●仰る意味での対称性は自明に成り立っています。
stomachmanが書いたKautz digraphの定義において、語をノード(頂点)と同一視していることがポイントです。アルファベットAの要素を適当な順番で枚挙したものS=<a[0],a[1],a[2],a[3],......,a[d]>を決めて、写像fをたとえば
f(a[d])=a[0], f(a[n]) = a[(n+1)] (n=0,1,....,d-1) z
と定義します。さらに語x=<x[1],x[2],....,x[k]>に対しても、
F(x)=F(<x[1],x[2],....,x[k]>) = <f(x[1]),f(x[2]),....,f(x[k])>
と定義します。
すると、あるKautz digraph K(d,k)に対しても
F(K(d,k)) = K(d,k)の各ノードxをf(x)で置き換えたもの
が定義できます。このとき、F(K(d,k))=K(d,k)となることはK(d,k)の定義から自明でしょう。一般にSをどのように並べても良いし、fは置換でありさえすれば何でも良い。
この先、厳密な証明を書き上げるのはお任せしましょう。
●また、再帰構造をしているか(あるサイズのKautz digraphを、更に小さいサイズのいくつかのKautz digraphに分解できるか)に関しては、きちんと議論するには再び「分解」の意味を確認する必要がありそうですが....
d=2ぐらいで見ているとdを変えたときに再帰的になっているような気がするかも知れません。ですが、たとえば(A-{a[n]})というアルファベットを使って作られるグラフK(d-1,k)[n]は、K(d,k)の中に埋め込まれています。もちろん取り除く文字がn=0~dのどれであってもK(d-1,k)[n]はK(d-1,k)と同型です。K(d-1,k)[n]の語のうち、文字a[m](m≠n)をa[n]で置き換えたものを考えると、これはK(d-1,k)[m]に他なりません。文字a[m]もa[n]も含まない語だけによる部分グラフK(d-2,k)[n,m]は、K(d-1,k)[n]とK(d-1,k)[m]に共通です。だからK(d,k)はK(d-1,k)[n]とK(d-1,k)[m]とには分解されません。

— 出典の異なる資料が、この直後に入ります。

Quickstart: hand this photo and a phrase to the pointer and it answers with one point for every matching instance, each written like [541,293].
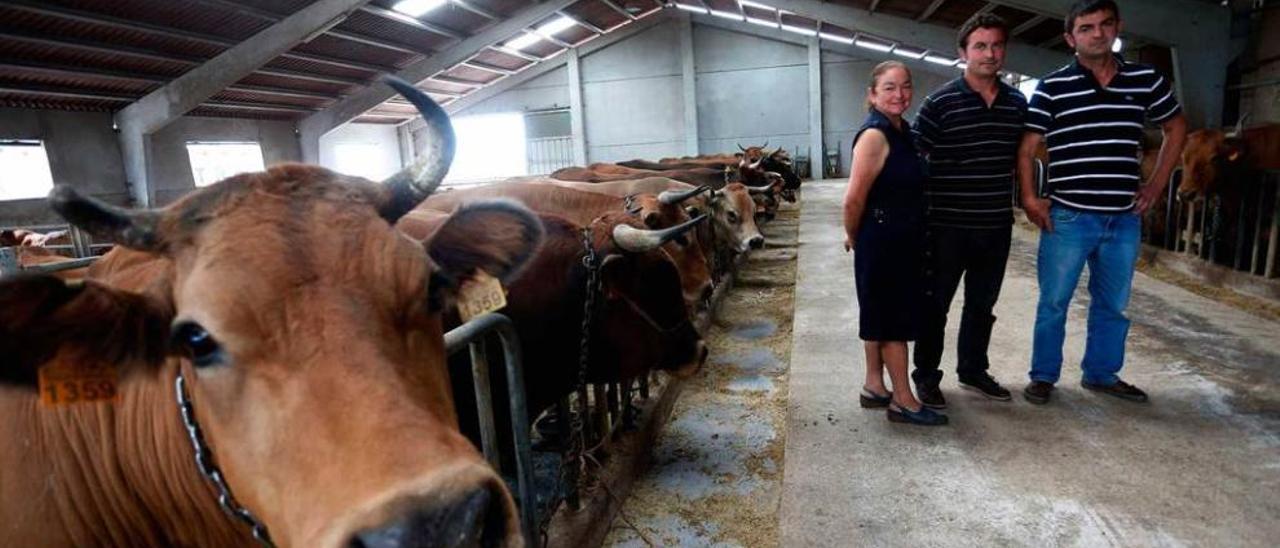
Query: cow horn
[638,240]
[136,229]
[412,185]
[672,197]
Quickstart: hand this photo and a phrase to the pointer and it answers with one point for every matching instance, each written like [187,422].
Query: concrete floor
[1200,465]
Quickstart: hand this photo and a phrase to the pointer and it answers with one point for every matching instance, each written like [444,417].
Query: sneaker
[931,397]
[1038,392]
[924,416]
[986,386]
[1120,389]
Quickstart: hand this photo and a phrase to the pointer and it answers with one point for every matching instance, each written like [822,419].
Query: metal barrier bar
[472,332]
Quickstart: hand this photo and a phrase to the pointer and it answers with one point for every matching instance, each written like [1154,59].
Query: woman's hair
[876,73]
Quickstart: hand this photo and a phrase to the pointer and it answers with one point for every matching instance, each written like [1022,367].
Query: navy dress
[888,255]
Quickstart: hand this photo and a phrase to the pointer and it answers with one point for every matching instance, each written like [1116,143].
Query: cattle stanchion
[474,332]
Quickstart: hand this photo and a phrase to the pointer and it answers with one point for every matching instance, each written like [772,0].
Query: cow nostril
[471,520]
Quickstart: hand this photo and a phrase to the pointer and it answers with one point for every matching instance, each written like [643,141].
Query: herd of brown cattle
[309,366]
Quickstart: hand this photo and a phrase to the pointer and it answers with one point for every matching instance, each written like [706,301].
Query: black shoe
[924,416]
[987,387]
[1038,392]
[1120,389]
[871,400]
[931,397]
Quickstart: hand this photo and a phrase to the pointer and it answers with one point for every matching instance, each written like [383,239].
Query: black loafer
[931,397]
[924,416]
[871,400]
[1120,389]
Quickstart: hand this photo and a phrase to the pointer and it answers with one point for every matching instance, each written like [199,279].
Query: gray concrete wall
[632,101]
[170,168]
[82,151]
[749,91]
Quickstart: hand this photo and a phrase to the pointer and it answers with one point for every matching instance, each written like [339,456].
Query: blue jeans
[1109,243]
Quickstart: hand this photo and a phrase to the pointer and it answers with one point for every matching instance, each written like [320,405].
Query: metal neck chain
[209,469]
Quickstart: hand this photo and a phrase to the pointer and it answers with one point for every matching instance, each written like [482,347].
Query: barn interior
[138,103]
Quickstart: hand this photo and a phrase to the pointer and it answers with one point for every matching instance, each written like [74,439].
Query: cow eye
[197,343]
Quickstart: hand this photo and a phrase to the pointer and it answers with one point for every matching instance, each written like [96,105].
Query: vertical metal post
[484,403]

●むしろ「再帰性」と仰っているのは以下のような意味ではないでしょうか。
K(d,k)の語の集合をW(k)とします。K(d,k)において語 <pqR> (1文字目がp、2文字目がqでその後に長さk-2の文字列Rが続く語)から出ているアークが繋がっている語の集合は{<qRc>|∀c∈A∧<qRc>∈W(k)}ですが、<sqR>(∀s≠p)に対しても{<qRc>|∀c∈A∧<qRc>∈W(k)}が繋がっている。K(d,k-1)を考えます。つまり語の最初の文字が何であっても同一視し、K(d,k)の語d個づつを一つにまとめてしまうことにします。すると、K(d,k)における<pqR> も<sqR>(∀s≠p,q)も一つの語<<qR>>にまとめられてしまい(K(d,k-1)の語は<<>>と書くことにします。)つまり<<qR>>={<pqR>|∀p∈A∧<pqR>∈W(k)}、それに繋がるのは{<<Rc>>|∀c∈A∧<<Rc>>∈W(k-1)}である。ここに<<Rc>> = {<qRc>|∀q∈A∧<qRc>∈W(k)}。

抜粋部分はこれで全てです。